By K. Eric Drexler
From L5 News, May 1981
In space, rockets have propelled past vehicles, typically burning fuel many times more massive than the vehicle itself. Since this fuel has been launched from Earth at great expense, the cost of transportation from orbit to orbit in the solar system has been high, typically thousands of dollars per pound. This high cost has kept deep space a purely academic preserve.
Lightsails are a class of solar sail that would build on work done at JPL and on planned space processing capabilities to produce a superior vehicle. They would need no fuel, relying instead on the pressure of sunlight on large, thin sheets of aluminum to propel the vehicle. Such a vehicle could travel from any orbit in the Solar System to any other, so long as it kept from coming too close to the Sun or planetary atmospheres. In a day, a Lightsail could supply as much thrust as could be obtained by burning an equal mass of rocket fuel. The next day, when the rocket fuel would be gone, the sail could do it again, then continue day in and day out for years. Such a sail could reach Mars in about 100 days, more than twice as fast as an ordinary rocket.

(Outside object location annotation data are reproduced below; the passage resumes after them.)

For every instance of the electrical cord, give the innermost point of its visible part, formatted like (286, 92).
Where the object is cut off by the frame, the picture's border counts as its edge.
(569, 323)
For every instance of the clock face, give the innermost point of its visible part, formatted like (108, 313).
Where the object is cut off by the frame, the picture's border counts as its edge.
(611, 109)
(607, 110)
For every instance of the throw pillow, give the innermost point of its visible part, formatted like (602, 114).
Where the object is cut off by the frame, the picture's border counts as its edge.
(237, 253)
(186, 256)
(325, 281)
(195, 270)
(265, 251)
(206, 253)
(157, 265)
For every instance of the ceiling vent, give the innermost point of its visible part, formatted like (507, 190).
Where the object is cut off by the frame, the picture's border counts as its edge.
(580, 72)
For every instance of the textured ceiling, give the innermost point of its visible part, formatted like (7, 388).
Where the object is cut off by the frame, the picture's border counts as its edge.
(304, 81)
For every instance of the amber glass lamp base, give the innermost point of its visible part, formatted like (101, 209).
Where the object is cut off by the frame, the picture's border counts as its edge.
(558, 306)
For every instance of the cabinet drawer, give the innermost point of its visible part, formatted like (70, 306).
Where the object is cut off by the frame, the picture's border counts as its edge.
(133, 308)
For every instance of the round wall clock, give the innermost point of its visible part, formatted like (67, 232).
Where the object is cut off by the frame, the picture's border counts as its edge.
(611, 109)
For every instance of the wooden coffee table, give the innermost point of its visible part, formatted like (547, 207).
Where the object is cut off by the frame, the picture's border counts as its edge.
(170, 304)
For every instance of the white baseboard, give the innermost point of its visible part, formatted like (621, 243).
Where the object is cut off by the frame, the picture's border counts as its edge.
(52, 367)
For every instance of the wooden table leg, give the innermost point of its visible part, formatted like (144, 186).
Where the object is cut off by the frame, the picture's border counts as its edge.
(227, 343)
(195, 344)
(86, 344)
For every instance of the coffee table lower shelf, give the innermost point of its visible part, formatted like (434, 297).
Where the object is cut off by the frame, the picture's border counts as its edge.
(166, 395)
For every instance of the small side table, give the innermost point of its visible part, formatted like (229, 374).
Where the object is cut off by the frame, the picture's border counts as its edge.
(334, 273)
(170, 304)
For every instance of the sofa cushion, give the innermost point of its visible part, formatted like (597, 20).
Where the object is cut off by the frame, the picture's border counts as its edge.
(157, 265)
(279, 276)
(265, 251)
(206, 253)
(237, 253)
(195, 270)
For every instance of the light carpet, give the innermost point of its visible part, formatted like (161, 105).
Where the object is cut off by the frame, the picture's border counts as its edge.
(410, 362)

Lightsails would gain this remarkable performance by using thin metal films made in space (they have been made on Earth, but are too delicate to launch and unfold). Cost estimates remain rough, but seem to indicate that a machine to make Lightsails could be developed for less than a billion dollars, and that the sails could be made (in bulk) for around 10 cents per square meter, about the cost of household aluminum foil, though much thinner. At this cost, a sail could transport material from the nearest asteriods for less than a dollar a kilogram.

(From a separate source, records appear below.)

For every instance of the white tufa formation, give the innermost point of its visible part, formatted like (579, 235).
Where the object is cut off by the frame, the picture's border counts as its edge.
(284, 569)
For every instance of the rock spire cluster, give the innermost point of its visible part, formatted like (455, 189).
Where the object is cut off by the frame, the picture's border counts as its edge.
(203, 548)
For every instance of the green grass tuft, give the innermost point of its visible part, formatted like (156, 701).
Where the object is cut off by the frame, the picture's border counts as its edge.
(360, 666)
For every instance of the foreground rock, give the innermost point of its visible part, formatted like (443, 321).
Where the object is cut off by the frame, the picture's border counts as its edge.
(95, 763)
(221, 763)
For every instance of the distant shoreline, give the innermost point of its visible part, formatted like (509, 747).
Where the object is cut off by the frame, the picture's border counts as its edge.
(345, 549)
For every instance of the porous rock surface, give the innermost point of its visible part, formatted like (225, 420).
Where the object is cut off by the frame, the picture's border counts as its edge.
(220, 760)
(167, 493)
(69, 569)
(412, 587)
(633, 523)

Thus, through eliminating the need for expensive fuel, Lightsails offer the prospect of reducing the cost of deep space transportation by a factor of 1,000 or more. This prospect demands reconsideration of the practicallity of using space resources. Consider: How much mining and trucking would be done if fuel cost not $1, but $1,000 per gallon? How much weight, then, should be given to past assumptions about what is and is not practical in space?
Many asteriods contain steel alloyed with nickel, cobalt, and platinum group metals. Nickel and cobalt are imported strategic materials, costing about $5 and $10 per kilogram, respectively. The platinum group metals find use throughout technology, and are produced almost exclusively by South Africa and the Soviet Union. Asteriodal resources could be recovered, initially, by devices no more complex than those proposed for automatic sample return from Mars. Launching material into space is expensive, but returning material is all downhill.

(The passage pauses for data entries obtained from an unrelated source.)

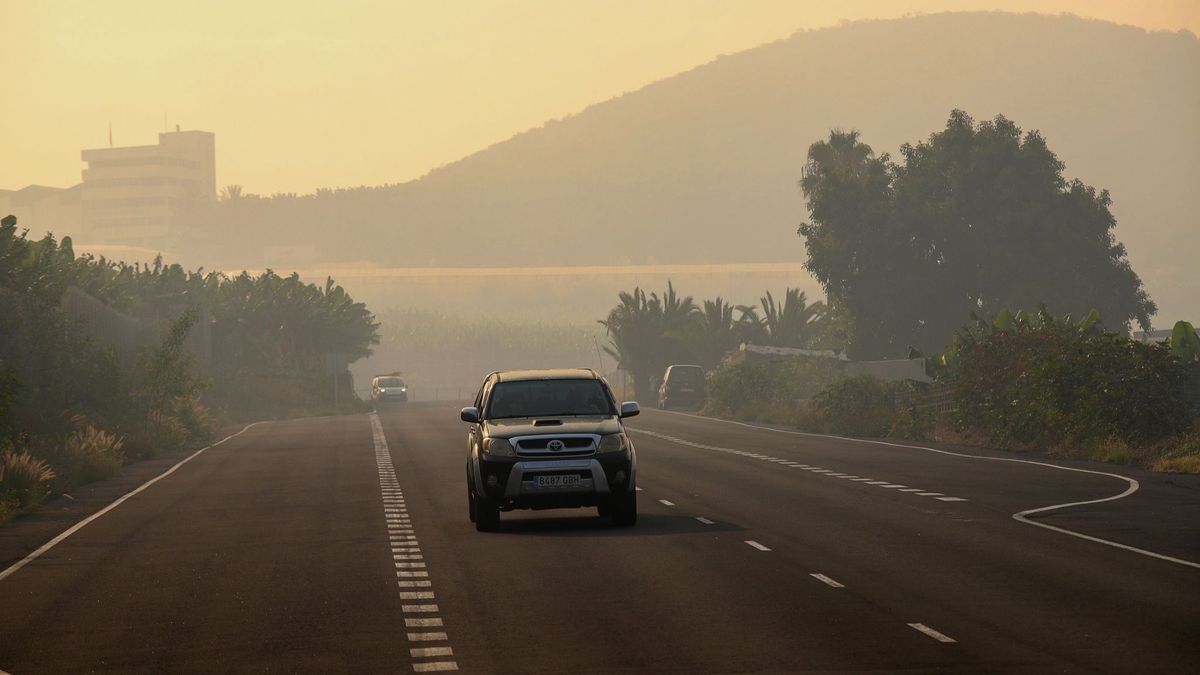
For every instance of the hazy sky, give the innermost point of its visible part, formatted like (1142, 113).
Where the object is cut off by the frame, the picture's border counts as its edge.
(309, 94)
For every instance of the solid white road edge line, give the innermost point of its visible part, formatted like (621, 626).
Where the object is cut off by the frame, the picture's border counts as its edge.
(83, 523)
(1020, 517)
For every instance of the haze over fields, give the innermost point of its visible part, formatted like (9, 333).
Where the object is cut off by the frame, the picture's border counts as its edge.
(702, 167)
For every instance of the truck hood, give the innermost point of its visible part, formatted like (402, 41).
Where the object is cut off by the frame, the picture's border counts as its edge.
(526, 426)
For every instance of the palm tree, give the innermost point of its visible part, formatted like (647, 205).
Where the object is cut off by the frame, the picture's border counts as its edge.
(648, 332)
(793, 322)
(718, 332)
(635, 328)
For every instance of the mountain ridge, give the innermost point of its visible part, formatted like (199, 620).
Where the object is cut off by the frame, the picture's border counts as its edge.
(702, 167)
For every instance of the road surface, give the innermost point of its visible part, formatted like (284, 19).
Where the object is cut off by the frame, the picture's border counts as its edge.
(342, 545)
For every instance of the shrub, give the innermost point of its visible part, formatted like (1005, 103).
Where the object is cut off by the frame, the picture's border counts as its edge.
(1180, 455)
(1054, 387)
(912, 424)
(24, 478)
(767, 389)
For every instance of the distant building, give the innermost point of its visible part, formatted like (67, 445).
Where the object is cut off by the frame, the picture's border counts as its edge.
(42, 209)
(133, 196)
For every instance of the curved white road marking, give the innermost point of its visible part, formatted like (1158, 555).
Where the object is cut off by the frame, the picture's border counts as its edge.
(83, 523)
(1020, 517)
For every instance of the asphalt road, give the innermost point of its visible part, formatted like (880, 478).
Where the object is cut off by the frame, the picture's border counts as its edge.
(342, 545)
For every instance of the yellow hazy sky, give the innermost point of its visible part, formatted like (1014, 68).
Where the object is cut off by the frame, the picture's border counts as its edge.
(313, 94)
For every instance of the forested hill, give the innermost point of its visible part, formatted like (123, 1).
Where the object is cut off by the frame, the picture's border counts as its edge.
(703, 166)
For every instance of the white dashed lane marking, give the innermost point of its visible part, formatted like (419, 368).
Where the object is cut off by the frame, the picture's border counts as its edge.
(931, 633)
(826, 580)
(819, 470)
(409, 565)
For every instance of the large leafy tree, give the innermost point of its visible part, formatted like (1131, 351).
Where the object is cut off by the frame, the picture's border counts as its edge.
(978, 217)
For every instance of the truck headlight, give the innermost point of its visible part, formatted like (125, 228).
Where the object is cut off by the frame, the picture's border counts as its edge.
(613, 443)
(498, 447)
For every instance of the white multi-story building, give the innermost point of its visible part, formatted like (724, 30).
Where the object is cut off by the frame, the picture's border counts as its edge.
(135, 196)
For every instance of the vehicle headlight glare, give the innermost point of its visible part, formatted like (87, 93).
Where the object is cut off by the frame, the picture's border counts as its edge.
(613, 443)
(498, 447)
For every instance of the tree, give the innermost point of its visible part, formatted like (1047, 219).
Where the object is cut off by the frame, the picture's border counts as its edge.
(717, 332)
(649, 332)
(793, 322)
(978, 217)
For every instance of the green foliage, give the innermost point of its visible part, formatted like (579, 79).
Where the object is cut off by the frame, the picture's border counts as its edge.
(976, 219)
(1185, 342)
(259, 327)
(24, 478)
(1053, 384)
(767, 389)
(647, 333)
(859, 405)
(912, 424)
(792, 323)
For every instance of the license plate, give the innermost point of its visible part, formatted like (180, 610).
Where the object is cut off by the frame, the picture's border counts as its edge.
(556, 481)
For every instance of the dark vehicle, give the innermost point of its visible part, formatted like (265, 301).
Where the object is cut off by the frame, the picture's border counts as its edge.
(683, 387)
(388, 388)
(549, 438)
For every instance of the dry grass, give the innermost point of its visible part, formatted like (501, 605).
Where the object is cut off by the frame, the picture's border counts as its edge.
(1183, 464)
(23, 478)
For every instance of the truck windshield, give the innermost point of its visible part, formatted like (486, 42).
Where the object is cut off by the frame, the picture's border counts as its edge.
(549, 398)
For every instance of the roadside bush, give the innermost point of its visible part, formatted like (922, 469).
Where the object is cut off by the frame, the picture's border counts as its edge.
(767, 389)
(1053, 387)
(24, 478)
(1180, 454)
(861, 405)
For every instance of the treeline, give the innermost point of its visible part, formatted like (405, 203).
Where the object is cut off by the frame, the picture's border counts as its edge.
(77, 402)
(976, 219)
(649, 332)
(1025, 381)
(445, 354)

Although lightweight, Lightsails would be large. Thus far, the U.S. and the U.S.S.R. have only launched starlike dots into the sky; Lightsails seem an obvious next step, and would be the first new objects with a distinctly visible shape to enter the night sky in human history.
According to an in-house review, NASA considers Lightsails "highly promising". Unfortunately, NASA has thus far failed to consider Lightsails together with their primary applications, and has merely concluded that they might cost too much to develop, given only the failing planetary science program as a justification. Since they would find far greater application in transportation of satellites to geosynchronous orbit, or in recovery of materials from asteriods, the agency needs to take a second look. The promise of Lightsails appears to warrant at least a serious consideration of their applications to planned programs, and to the new projects they can make feasible, as well as funding for low-cost exploratory experimentation. Since this concept originated outside government and industry, in a university, it badly needs advocates within the system. Since the first steps need very little money, beginning work on Lightsails would be a major step toward a new space program of great potential benefit, yet a step with little budgetary effect.